The recent cost of living crisis has brought into sharp focus how much money households are spending on running their homes, as average gas and electricity prices jumped by 54% and 96% in April 2022 compared with a year ago. The typical energy bill is forecast to soar a further 32% when the cap is revised again in October.

As a result, buyers are becoming increasingly aware of the cost savings from living in a more energy-efficient home. 68% of respondents to our most recent buyer survey said that EPC ratings were important when deciding to purchase a home, with over a third of respondents stating they placed more importance on EPC ratings than they did a year ago.

New build stock is typically more energy efficient than second hand stock, owing to tightening sustainability standards. Between 2018-2020, the majority of new builds transacted achieved a ‘B’ on their EPCs, compared to a ‘D’ for a second hand detached, semi-detached or terraced property, and ‘C’ for a second hand flat.

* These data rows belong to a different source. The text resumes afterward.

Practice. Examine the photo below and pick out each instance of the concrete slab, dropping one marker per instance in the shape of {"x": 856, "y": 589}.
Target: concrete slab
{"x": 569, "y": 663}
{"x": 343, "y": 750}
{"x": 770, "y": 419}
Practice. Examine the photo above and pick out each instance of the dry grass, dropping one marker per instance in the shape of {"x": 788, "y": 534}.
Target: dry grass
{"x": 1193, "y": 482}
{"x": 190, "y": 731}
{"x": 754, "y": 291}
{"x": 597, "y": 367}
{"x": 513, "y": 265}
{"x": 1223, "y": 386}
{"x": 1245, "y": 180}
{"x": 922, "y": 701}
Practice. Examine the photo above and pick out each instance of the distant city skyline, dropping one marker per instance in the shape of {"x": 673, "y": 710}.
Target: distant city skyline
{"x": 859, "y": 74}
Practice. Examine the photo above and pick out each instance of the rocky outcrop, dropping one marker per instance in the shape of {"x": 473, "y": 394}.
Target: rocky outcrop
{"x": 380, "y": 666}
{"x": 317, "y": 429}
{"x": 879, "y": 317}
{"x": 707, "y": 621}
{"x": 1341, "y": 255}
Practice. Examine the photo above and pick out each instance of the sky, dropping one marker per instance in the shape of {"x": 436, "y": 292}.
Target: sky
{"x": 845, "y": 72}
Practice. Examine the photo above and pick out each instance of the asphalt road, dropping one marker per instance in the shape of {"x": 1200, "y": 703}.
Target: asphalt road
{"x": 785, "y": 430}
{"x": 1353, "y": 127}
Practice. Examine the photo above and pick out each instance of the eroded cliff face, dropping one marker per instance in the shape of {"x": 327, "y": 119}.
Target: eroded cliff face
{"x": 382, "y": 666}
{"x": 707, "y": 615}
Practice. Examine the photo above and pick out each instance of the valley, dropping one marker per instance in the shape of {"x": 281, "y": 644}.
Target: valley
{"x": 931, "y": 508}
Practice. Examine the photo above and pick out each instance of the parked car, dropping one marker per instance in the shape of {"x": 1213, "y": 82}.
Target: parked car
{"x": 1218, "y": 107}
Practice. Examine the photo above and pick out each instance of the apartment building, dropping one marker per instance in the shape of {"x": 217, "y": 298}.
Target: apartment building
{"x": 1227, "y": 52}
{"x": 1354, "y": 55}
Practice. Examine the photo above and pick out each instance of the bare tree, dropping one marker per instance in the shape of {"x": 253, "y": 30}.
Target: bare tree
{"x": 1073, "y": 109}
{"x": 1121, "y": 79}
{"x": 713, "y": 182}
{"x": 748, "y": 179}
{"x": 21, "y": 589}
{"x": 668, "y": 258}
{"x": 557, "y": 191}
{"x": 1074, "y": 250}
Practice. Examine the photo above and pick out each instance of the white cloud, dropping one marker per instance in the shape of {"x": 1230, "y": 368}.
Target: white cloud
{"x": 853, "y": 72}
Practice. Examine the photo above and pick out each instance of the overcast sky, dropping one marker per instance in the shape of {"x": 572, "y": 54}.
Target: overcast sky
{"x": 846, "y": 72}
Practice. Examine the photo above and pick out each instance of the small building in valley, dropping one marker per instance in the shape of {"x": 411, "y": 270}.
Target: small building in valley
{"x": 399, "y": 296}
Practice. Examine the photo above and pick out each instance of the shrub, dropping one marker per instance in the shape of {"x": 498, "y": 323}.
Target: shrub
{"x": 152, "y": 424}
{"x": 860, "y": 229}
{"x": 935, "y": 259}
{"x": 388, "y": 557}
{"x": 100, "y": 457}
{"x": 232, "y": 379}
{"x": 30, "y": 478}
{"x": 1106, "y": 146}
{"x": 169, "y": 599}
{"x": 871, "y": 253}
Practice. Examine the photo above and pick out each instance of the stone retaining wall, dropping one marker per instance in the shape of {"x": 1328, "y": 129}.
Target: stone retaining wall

Savills analysis calculates there to be an average 55% saving (equivalent to £983) on projected annual ‘core’ energy costs (lighting, heating and hot water) when purchasing new build over second hand. Semi-detached and terraced properties will have the greatest projected saving between second hand and new build stock, while the saving between flats is smaller, but still a healthy 37%. This means that following the additional increase in energy costs in October, new build will save the occupier c.£4,900 alone over the first five years of purchase, should energy prices remain high.

Regionally, new build homes in Wales have the greatest projected saving over second hand stock, with new build terraced homes saving over 63% on their bill compared with second hand. The energy efficiency of older homes tends to be poorer in Wales; 27% of second hand homes have an EPC rating of between A-C, compared with the 40% national average. The difficulty and expense associated with older stock makes new build a desirable choice for buyers looking to reduce their energy bills. A growing number of mainstream lenders are also starting to offer ‘green mortgages’, which provide preferential interest rates or cashback to energy-efficient homeowners, providing further potential savings.



How can developers take advantage of the move to green?

New build is already benefitting owners through reduced energy bills, but also has the added advantage of being more easily adaptable to emerging green technologies. The Future Homes Standard bans the installation of gas boilers in new build properties from 2025, instead using low-carbon heating alternatives such as heat pumps. Getting ahead of the curve could see the emergence of a ‘green premium’ for new build homes, with the majority (59%) of our surveyed applicants saying they would be willing to pay more if a property’s energy was powered by renewable sources.

Developers will also help support the increasing popularity of Plug-in vehicles (PiVs) by providing charging points within their developments. The number of PiVs newly registered in the UK increased by 77% between 2020 and 2021 and it is estimated that 80% of vehicles on the road will be electric by 2040.

In November 2021 the government announced that every new home with on-site parking is to have an electric vehicle charging point, helping to increase charge points by 145,000 each year. Developers who go beyond the minimum requirements are likely to better future-proof their developments and entice a larger pool of buyers who are increasingly motivated by cleaner and cheaper ways of living.